Выбрать главу

Александр терял популярность — и в том числе, что казалось наиболее опасным, в среде гвардейских офицеров. Какое отношение русского общества встретила дружба императора с Наполеоном, хорошо видно, например, по воспоминаниям Сергея Волконского, будущего генерал-майора и декабриста, а в те времена — блестящего столичного кавалергарда. В них приведен пример офицерской лихости тех лет: подъехать ночью в санях к резиденции Армана де Коленкура, посла Наполеона в России, и выбить оконные стекла булыжником. Так начался второй период царствования Александра I, который продлился с 1807 по 1811 год.

Александр I решил найти опору вне гвардейской верхушки. Еще до войны 1805–1807 годов он обратил внимание на то, что служебные записки одного из «молодых друзей», Виктора Кочубея, совершенно блистательны и по форме, и по содержанию. Он догадался, что большая роль в их составлении принадлежит секретарю Кочубея, сыну священника и выпускнику семинарии, Михаилу Сперанскому.

Александр приблизил к себе Сперанского, и тот разработал план реформ, который в общих чертах сводился к трем пунктам: повышению квалификации чиновников; созданию выборного законосовещательного органа — Государственного совета, который рассматривал бы все законы перед подписанием их монархом; постепенной отмене крепостного права путем выкупа крестьян государством.

Кое-что из задуманного Сперанским реализовалось. Государственный совет действительно учредили, хотя и не выборный, как планировалось, а назначаемый. Ввели экзамен для тех, кто хотел занимать государственные должности. Михаил Сперанский оказался невероятно способным человеком и своей министерской реформой действительно сумел, насколько возможно, расчистить хаос, который царил в системе государственных учреждений.

Еще в 1807 году Александр во время переговоров с Наполеоном представил ему своего статс-секретаря. По словам очевидцев, способности Сперанского так поразили Бонапарта, что он будто бы выразил полушутливое желание получить его к себе на службу «в обмен на какое-нибудь европейское королевство».

Между тем обстановка в российском обществе оставалась неспокойной. Неожиданно, благодаря континентальной блокаде Англии, выросла роль купечества. Оно занялось тем, что сегодня называют импортозамещением: выпускали ситец, шили шляпки и платья. Купцы стали если не важной, то заметной социальной силой. Дворяне же оказались не у дел и ощутили угрозу своему положению. Разочарованные военной неудачей они не без оснований считали, что реформы, в том числе освобождение крестьян, могут лишить их огромного количества привилегий.

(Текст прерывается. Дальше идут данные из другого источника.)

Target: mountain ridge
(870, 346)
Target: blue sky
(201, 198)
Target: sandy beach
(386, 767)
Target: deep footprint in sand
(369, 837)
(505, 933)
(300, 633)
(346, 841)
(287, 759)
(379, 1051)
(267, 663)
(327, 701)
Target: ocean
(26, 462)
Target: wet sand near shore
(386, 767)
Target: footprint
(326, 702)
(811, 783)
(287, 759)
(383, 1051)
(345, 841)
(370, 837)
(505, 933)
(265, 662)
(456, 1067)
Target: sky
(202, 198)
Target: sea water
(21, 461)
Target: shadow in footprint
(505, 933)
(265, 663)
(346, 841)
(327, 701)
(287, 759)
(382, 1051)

В аристократической среде нарастал антагонизм, чтобы не сказать ненависть, по отношению к Сперанскому и его реформам. Это чувство подпитывалось идеями мыслителя и будущего автора «Истории государства Российского» Николая Карамзина. Сторонник самодержавия, хотя и горячий противник деспотии, он считал, что России нужны не европейские реформы, а пятьдесят честных и работящих губернаторов.

Многообещающие планы преобразований Сперанского окончательно прервала внешнеполитическая ситуация. Наполеон, не сумевший преодолеть Ла-Манш и завоевать Англию, терпящий неудачу в Испании, понимал, что с востока над ним грозно нависает Россия. Она постоянно нарушала континентальную блокаду и не выглядела надежным союзником. Тут-то Михаилу Сперанскому и припомнили симпатии французского императора. Сложилась хорошо понятная с точки зрения человеческой психологии ситуация: эпизод четырехлетней давности — то ли выдуманный, то ли реальный — представлялся доказательством того, что Сперанский якобы был сторонником Бонапарта и даже французским шпионом.

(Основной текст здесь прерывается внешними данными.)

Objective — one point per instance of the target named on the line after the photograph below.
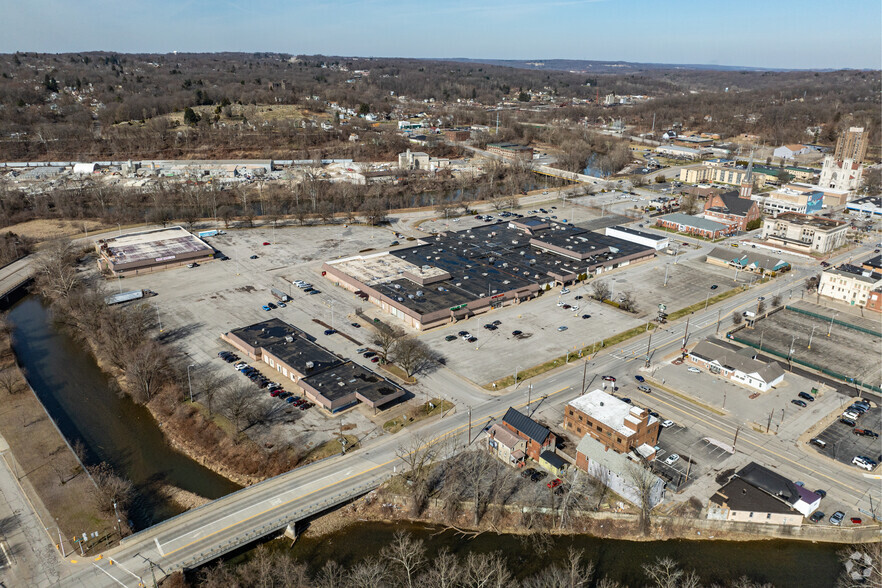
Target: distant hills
(611, 67)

Война выглядела неизбежной, а без общего единодушия справиться с Наполеоном Александр I не мог. Ему пришлось принести «ритуальную жертву» и отправить Михаила Сперанского в ссылку.

Восторженное русское дворянство объединилось вокруг императора. Наполеон не покорил Россию. Пушкин позднее написал в десятой главе «Евгения Онегина»:

…Кто тут нам помог?  Остервенение народа,  Барклай, зима иль русский Бог?